The game was surprisingly easy to pick up again. My skills were weaker but still there—for instance, I remembered how to catch and release the ball, but at first I couldn’t do it quickly enough. There was also a technical change in the game that took me a while to get the hang of. In the past, we would toss the stick into our nondominant hand to catch a ball on that side, but now, in a cool move that’s difficult to describe, you slide the stick into the nondominant hand.
My biggest challenges were the sprinting and endurance. In lacrosse you’re constantly racing up and down the field. The need to keep up with other players during a scrimmage motivated me to keep moving even when I thought I couldn’t do it any longer. Within a season, I had made great progress. Now I have much more speed and stamina when I’m in a game.
The team component is more vital for me at this age than it has ever been before. Discussions on the field about child rearing, job decisions, marriage and so on are priceless. But most of all, being on a team like this proves that when you’re in your forties, it’s not all over. Playing lacrosse now makes me feel powerful, not just on the field but in my life.
SPORT: DISTANCE RUNNING
Allison Kimmich | 42
Montclair, New Jersey
Executive director of a women’s nonprofit
I really enjoy the challenge of setting a goal and achieving it.
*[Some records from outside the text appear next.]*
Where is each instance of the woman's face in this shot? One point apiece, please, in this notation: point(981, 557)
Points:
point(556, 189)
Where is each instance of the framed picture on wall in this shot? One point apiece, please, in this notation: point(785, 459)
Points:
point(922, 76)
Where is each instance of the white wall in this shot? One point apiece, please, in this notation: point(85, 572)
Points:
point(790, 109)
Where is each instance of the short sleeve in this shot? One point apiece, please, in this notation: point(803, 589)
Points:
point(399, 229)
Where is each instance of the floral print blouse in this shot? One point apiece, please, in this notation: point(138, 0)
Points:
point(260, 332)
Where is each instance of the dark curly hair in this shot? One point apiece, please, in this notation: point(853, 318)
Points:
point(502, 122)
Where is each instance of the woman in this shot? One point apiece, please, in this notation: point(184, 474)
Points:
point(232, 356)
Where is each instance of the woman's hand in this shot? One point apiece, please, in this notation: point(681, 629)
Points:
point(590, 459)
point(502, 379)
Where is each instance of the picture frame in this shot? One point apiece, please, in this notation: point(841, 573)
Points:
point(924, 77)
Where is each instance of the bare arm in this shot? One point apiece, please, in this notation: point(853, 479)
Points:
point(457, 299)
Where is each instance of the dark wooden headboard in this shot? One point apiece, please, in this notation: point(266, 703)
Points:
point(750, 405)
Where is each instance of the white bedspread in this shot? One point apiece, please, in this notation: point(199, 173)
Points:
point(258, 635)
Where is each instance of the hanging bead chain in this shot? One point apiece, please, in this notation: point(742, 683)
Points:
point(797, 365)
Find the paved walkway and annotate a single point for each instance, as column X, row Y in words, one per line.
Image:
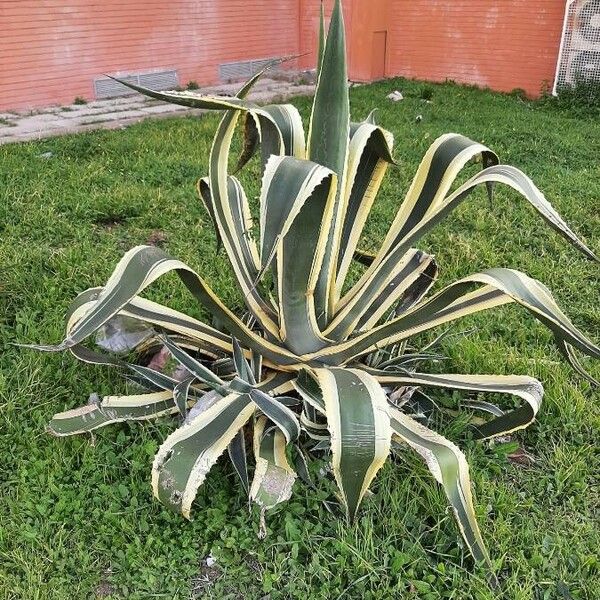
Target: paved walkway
column 120, row 112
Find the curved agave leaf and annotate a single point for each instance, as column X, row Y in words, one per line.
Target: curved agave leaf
column 368, row 307
column 185, row 457
column 449, row 467
column 239, row 459
column 527, row 388
column 286, row 185
column 359, row 424
column 369, row 154
column 395, row 245
column 281, row 415
column 300, row 258
column 498, row 286
column 113, row 409
column 137, row 270
column 328, row 141
column 273, row 477
column 246, row 275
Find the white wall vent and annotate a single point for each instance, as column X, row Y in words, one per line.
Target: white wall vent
column 579, row 56
column 156, row 80
column 235, row 71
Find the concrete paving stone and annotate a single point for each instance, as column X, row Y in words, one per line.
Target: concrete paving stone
column 123, row 111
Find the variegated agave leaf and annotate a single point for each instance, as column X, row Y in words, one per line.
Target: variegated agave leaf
column 317, row 364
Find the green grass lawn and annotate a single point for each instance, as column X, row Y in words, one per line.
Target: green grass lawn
column 77, row 516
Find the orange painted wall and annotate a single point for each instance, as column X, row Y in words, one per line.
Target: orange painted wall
column 51, row 50
column 502, row 44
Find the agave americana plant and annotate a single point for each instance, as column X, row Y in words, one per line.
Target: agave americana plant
column 316, row 364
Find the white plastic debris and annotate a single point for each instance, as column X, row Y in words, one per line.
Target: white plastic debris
column 122, row 334
column 395, row 96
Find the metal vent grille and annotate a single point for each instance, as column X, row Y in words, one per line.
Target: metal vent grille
column 579, row 56
column 158, row 80
column 242, row 69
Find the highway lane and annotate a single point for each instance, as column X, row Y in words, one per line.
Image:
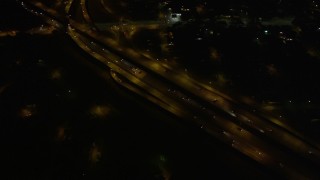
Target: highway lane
column 218, row 100
column 228, row 132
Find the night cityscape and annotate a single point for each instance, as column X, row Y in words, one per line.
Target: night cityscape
column 160, row 90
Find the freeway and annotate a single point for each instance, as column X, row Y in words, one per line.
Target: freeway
column 258, row 135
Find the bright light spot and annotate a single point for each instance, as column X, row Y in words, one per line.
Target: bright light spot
column 100, row 111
So last year, when I was trying to get more exercise and be a healthy role model for my children, I decided to run a fairly long race, something I had not done for about 12 years. I managed to find the right training program online (from marathon guru Hal Higdon, halhigdon.com/15Ktraining/GateIntro.htm). The goal was to gradually build up from three miles to 9.3 miles over eight weeks—and I really stuck to it.
I was amazed at how easy it was to train. The endorphin release definitely helped—it made me feel alive and exhilarated. And it was nice to operate in a different kind of mind-set than I do at my job. My work is very abstract, but when I’m running, concentration is required—focus on the next mile, then the one after that—and I’m not so concerned with the long term. I’ve been doing Pilates for the past three years, so I’m generally stronger, particularly in my core, than I was when I was younger. And because of the Pilates work, I think much more about my running form now. I concentrate on keeping my shoulders down and pulled back so my lungs can get the maximum oxygen.
Last November I completed a 15-Krace. Finishing those 9.3 miles in a better time than I had done while training gave me a terrific sense of accomplishment. I’d like to do a half-marathon in the spring—maybe the More/Fitness half-marathon—and to train for that, I’ll focus a little more on improving my speed. One of the unexpected pleasures of all this is that my 10-year-old daughter did a 5-K in early January. Now I know I’m being a healthy role model!
Jane Ward | 59
Part-time ophthalmologist, graduate student
When I was a student at Wellesley College, I loved rowing with the MIT team on the Charles River in Boston. I continued the sport during my advanced studies at the University of California, Berkeley. But after that, I didn’t have time for the activity. Still, I always missed being on the water and the push of training hard for races.
Last spring, 34 years after I last rowed, I met a woman who encouraged me to come back to the sport by joining the Potomac Boat Club, a rowing club in Washington, D.C. Despite some hesitation over scheduling and the 5 am training, I gave it a try. I was a bit anxious about keeping up during the practices for the first week or two. And after the workouts I was pretty tired because I hadn’t been exercising that hard on my own. But I soon felt at home again in the boat. I love being out on the water in the early -morning—it’s both peaceful and energizing. I also enjoy the challenge of several women working together as a crew to coordinate each stroke.